I’d scan through each of these items and compare it with the other person. If I was “better” with at least 3 or more of these items, I suddenly felt confident and secure. But, this is for all the wrong reasons.

I suddenly became the person I worked so hard to not be. I didn’t want to be “Keeping up with the Joneses,” but unfortunately I unintentionally started to, and it eventually became a normal reaction to any stimulus that challenged my worth as a human being. When I had first started my path to wealth, it wasn’t to compare myself to others. During my travelings years, when I had nothing, I was seeking others more for inspiration, an exchange of ideas, and their own personal stories in this journey. I was never using them as a measuring stick. And I had fun on this journey more so for the sake of doing the work, and not because I wanted to be better than someone else. It is fun seeing my estimated ROI become a reality, not that my ROI is better than “the Joneses” next door.
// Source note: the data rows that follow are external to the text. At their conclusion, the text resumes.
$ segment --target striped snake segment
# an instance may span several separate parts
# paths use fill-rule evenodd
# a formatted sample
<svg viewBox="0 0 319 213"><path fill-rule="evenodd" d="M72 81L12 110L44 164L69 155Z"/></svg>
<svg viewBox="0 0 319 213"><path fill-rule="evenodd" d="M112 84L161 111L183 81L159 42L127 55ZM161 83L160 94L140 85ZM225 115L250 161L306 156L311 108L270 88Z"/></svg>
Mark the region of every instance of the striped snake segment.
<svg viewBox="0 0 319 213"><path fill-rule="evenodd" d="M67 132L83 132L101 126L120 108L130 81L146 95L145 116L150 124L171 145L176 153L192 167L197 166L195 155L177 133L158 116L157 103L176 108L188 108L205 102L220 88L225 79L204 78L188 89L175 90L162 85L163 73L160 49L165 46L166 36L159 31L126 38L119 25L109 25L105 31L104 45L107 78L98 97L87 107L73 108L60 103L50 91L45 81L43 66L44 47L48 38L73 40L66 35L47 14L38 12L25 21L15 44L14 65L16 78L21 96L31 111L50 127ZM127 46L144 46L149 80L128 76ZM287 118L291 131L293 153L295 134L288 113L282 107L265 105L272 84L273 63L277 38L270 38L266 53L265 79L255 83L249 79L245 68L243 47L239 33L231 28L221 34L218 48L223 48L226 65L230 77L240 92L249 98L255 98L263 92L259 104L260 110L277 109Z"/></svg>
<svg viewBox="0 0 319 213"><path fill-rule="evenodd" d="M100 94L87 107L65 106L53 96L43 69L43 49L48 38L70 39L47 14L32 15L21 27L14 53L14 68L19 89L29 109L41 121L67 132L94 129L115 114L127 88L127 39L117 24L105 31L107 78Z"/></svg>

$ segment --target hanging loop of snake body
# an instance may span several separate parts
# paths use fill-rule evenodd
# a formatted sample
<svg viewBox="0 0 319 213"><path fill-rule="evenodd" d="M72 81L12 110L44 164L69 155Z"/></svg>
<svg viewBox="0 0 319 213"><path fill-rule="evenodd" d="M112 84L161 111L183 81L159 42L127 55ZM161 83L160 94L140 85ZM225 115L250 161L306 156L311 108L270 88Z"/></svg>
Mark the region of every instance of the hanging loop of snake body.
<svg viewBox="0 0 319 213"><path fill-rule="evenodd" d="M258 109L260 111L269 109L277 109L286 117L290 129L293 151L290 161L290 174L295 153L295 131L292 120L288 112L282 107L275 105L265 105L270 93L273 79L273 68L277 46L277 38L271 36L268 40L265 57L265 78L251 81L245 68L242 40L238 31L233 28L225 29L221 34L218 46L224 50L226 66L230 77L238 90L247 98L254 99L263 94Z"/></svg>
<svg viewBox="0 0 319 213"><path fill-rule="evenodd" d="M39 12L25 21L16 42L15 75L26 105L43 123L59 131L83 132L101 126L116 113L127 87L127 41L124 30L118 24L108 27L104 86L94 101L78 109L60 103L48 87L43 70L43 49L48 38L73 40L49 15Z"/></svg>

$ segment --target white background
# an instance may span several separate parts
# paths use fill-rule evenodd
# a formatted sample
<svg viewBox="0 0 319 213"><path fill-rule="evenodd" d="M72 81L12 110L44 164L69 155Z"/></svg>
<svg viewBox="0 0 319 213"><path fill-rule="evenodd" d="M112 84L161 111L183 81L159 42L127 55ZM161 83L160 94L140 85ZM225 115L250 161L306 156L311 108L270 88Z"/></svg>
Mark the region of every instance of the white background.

Now it’s clear, so damn clear. I had become the jerk I never wanted to be. Obviously things are different now. I’ve come to this realization and have made the adjustments. The first thing was to continue avoiding conversation with people like this. Second, I keep my investment conversations strictly with only those that thrive in the exchange of ideas, not ones that thrive in a battling of egos.

This is one of the most honest posts I have ever written, one that is truly an open book that puts my mistakes out there and my realization of how silly I was. I managed to turn something that was once fun and fulfilling, into a pointless race that drags on forever with no end in sight.

Melt Down?

I wonder if a meltdown is what I’ve been feeling the last year, or possibly even longer.

Over the last 10 years, I’ve built myself into a particular niche of technology. During college, I studied Electrical Engineering, with a bit of computer science blended into it. I went through several years of circuit boards, programming logic, differential equations, and hundreds of ways to count. To add some extra padding to that, I interned at Fortune 500 companies as a software engineer, all of which allowed me to do meaningful work (meaning I didn’t get coffee for the boss). When it was all said and done, 5 job offers were on the table for me – and this was 5 months before I had been scheduled to graduate. I admit, it was a good feeling. I felt accomplished because all the restless nights had finally paid off. It gave both my parents a solid sense of relief because there was nothing to be worried about. As it appeared, I was set for life.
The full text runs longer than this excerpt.